The smart city must now become inclusive

How smart is a smart city if people are excluded? And how do you make smart cities more equal and inclusive? These questions are what Jan Fransen, theme leader within Vital Cities and Citizens (VCC), deals with daily. "My aim is to contribute to more inclusive cities and to seriously counterbalance the literature that claims that smart cities provide a solution for everything."

Smart solutions often lead to increasing inequality

A smart city is one in which information technology and the Internet are used to manage and govern the city. In a smart city so-called smart solutions are deployed, such as installing a trash can that informs the municipality when it is full or installing security cameras. Jan explains that the benefits of smart solutions are regularly unevenly distributed.

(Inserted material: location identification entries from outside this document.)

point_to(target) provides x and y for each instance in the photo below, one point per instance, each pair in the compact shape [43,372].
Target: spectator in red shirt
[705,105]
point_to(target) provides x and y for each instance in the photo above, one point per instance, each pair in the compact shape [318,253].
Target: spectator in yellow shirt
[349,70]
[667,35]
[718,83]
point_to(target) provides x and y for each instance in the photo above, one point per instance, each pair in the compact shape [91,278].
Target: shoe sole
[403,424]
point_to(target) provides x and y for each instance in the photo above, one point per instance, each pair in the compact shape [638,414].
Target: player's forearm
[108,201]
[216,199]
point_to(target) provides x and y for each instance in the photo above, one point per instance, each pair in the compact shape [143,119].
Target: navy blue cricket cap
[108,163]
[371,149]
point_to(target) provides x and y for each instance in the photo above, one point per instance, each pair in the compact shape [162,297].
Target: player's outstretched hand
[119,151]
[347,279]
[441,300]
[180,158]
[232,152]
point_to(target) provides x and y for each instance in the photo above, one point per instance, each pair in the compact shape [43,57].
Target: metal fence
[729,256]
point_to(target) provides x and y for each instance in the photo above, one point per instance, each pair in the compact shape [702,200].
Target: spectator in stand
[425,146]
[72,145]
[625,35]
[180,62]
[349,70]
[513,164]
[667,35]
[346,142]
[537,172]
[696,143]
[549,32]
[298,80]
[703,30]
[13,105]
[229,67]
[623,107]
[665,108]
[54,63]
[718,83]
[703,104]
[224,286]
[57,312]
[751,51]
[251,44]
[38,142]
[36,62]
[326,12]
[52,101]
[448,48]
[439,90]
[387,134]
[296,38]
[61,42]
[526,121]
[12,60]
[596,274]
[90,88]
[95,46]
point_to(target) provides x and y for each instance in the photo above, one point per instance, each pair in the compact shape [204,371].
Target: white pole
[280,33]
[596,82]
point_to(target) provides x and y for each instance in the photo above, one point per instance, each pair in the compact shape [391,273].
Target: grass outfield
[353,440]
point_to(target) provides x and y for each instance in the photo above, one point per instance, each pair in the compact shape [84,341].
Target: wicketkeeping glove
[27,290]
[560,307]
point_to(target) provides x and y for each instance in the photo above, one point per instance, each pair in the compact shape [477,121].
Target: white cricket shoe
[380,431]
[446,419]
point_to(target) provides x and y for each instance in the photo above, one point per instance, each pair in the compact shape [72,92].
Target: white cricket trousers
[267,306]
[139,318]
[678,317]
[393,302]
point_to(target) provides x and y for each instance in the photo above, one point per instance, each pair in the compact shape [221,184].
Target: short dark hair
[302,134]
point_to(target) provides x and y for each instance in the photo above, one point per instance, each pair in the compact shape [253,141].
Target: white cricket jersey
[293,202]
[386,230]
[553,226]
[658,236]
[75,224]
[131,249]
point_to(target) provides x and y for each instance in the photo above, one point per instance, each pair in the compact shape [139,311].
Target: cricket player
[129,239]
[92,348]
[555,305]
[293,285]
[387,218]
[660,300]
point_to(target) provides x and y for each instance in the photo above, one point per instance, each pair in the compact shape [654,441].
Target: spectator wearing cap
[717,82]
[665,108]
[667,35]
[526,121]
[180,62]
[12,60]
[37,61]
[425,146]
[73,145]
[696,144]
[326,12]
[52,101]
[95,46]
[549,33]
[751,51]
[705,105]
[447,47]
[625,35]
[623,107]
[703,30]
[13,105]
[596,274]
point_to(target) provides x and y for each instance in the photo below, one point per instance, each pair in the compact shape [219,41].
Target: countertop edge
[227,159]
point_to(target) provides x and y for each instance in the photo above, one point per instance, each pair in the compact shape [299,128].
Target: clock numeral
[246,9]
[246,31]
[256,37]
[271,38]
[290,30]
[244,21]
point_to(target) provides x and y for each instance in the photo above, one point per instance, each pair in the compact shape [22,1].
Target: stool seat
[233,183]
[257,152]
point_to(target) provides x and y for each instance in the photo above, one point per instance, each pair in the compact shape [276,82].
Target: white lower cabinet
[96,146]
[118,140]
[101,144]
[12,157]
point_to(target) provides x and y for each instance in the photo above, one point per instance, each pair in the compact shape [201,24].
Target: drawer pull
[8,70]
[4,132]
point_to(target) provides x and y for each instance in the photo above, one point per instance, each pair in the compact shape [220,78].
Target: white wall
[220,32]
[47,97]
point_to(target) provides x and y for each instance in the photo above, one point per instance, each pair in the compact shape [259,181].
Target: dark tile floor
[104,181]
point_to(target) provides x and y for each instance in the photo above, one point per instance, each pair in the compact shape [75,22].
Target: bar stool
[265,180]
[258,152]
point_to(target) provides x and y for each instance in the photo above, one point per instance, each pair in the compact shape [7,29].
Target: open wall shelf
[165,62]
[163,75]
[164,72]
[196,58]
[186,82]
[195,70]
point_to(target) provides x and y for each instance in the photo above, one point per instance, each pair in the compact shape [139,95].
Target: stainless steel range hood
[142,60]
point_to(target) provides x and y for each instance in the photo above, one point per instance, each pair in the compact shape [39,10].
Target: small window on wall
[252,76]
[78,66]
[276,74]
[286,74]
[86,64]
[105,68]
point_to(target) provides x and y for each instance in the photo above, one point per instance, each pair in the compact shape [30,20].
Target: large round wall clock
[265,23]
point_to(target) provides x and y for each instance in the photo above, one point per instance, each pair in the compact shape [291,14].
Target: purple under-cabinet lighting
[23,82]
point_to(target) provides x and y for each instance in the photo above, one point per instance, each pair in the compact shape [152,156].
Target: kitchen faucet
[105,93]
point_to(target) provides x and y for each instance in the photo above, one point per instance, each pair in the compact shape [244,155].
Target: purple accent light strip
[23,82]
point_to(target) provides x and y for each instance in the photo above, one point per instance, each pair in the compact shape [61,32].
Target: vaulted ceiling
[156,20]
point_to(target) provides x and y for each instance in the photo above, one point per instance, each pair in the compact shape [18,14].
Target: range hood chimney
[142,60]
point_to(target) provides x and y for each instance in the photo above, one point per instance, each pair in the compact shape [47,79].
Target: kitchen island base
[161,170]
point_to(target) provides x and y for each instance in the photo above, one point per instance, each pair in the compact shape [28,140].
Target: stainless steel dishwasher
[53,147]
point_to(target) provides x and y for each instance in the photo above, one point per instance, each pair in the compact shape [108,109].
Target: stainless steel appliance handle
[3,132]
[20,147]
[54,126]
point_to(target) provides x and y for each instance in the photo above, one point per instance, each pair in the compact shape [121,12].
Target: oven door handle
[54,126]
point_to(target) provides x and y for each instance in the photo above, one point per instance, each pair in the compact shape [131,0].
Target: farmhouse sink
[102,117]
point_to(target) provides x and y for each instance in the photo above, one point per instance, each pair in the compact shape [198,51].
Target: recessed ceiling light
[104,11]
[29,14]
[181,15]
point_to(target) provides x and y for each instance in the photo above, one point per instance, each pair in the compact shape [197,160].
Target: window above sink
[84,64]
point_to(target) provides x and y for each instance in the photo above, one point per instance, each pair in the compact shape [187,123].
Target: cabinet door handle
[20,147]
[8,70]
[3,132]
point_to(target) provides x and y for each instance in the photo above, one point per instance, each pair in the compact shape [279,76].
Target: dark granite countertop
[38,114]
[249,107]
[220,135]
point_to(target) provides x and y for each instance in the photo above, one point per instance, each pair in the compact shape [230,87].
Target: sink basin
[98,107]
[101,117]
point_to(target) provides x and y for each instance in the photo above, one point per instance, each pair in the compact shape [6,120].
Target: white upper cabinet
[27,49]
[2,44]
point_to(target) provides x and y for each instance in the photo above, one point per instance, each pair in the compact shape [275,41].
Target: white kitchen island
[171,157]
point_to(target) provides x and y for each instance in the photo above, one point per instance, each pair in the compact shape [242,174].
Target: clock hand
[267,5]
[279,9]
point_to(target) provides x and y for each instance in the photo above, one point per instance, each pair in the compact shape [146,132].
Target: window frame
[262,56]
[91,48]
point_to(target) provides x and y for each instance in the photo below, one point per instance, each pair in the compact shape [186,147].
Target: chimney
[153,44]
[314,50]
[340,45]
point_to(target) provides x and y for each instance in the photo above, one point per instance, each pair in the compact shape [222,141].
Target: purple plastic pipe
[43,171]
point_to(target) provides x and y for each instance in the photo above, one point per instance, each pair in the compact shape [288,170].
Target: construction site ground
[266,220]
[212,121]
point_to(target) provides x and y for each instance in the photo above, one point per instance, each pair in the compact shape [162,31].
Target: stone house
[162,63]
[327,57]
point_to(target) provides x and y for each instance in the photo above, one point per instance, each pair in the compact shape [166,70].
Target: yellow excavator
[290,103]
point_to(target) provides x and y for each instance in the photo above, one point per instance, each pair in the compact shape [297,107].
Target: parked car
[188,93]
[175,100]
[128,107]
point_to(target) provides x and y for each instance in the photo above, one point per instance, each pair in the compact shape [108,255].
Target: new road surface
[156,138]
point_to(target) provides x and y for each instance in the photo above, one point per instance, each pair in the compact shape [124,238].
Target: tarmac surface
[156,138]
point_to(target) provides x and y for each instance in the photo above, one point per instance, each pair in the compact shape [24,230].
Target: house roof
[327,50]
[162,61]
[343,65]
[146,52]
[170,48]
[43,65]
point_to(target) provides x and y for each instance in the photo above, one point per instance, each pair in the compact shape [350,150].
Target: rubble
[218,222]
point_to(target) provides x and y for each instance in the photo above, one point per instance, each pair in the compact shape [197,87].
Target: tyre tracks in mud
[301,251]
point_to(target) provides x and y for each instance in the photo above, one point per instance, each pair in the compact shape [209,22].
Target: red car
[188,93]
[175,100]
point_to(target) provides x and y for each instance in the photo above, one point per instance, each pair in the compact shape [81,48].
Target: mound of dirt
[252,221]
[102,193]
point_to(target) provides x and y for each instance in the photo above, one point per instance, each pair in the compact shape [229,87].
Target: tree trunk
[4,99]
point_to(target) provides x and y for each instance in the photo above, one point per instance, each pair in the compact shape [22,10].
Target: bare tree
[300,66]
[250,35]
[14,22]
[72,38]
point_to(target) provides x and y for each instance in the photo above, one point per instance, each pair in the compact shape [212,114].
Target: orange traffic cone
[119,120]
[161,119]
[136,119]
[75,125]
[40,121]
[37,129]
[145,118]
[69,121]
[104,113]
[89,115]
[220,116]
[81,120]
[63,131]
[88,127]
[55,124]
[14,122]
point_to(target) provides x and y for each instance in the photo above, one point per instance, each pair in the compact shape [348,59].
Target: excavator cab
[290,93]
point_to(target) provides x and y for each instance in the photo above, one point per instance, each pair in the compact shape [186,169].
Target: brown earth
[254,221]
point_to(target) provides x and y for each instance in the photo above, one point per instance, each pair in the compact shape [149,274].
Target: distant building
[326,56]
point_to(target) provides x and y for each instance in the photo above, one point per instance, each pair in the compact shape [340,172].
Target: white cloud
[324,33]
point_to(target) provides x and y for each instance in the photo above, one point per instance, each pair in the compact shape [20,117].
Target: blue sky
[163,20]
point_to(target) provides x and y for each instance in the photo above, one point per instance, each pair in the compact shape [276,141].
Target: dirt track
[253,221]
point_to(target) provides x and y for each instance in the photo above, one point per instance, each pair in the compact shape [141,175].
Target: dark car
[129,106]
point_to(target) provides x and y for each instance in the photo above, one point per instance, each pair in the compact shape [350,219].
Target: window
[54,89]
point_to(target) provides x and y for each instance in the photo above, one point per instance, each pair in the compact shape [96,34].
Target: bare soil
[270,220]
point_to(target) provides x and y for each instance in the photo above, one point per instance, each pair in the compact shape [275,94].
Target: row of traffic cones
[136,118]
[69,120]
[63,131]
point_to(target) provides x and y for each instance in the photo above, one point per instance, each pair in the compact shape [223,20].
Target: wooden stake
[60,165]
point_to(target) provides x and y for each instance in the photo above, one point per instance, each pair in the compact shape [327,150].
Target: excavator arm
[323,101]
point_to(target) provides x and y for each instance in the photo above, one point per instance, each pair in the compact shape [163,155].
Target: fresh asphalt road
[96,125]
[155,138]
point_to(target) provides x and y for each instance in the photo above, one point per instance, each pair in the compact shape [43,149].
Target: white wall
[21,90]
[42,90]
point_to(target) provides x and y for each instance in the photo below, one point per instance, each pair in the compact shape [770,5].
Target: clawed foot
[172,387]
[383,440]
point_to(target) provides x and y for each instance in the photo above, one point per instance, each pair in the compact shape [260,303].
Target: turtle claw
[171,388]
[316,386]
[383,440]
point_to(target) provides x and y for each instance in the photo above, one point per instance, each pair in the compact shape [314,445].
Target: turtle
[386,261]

"Often, there is an economic driver behind the smart solutions in a smart city. That quickly results in increasing inequality. For example, it leads to unequal distribution of who manages data, who has access to data and who can use it for economic gain."

A different definition of smartness

With fellow researchers, Jan is studying how people in Nairobi can better cope with a shock like COVID-19. "Smartness also comes into play here. For example, we ask people what they think of interventions in the slums. For example, they think it's smart if you manage to find another job or keep your children in school. For them, it's more about adapting to local contexts than anything else. By collecting these perspectives, we can develop a different definition of smartness."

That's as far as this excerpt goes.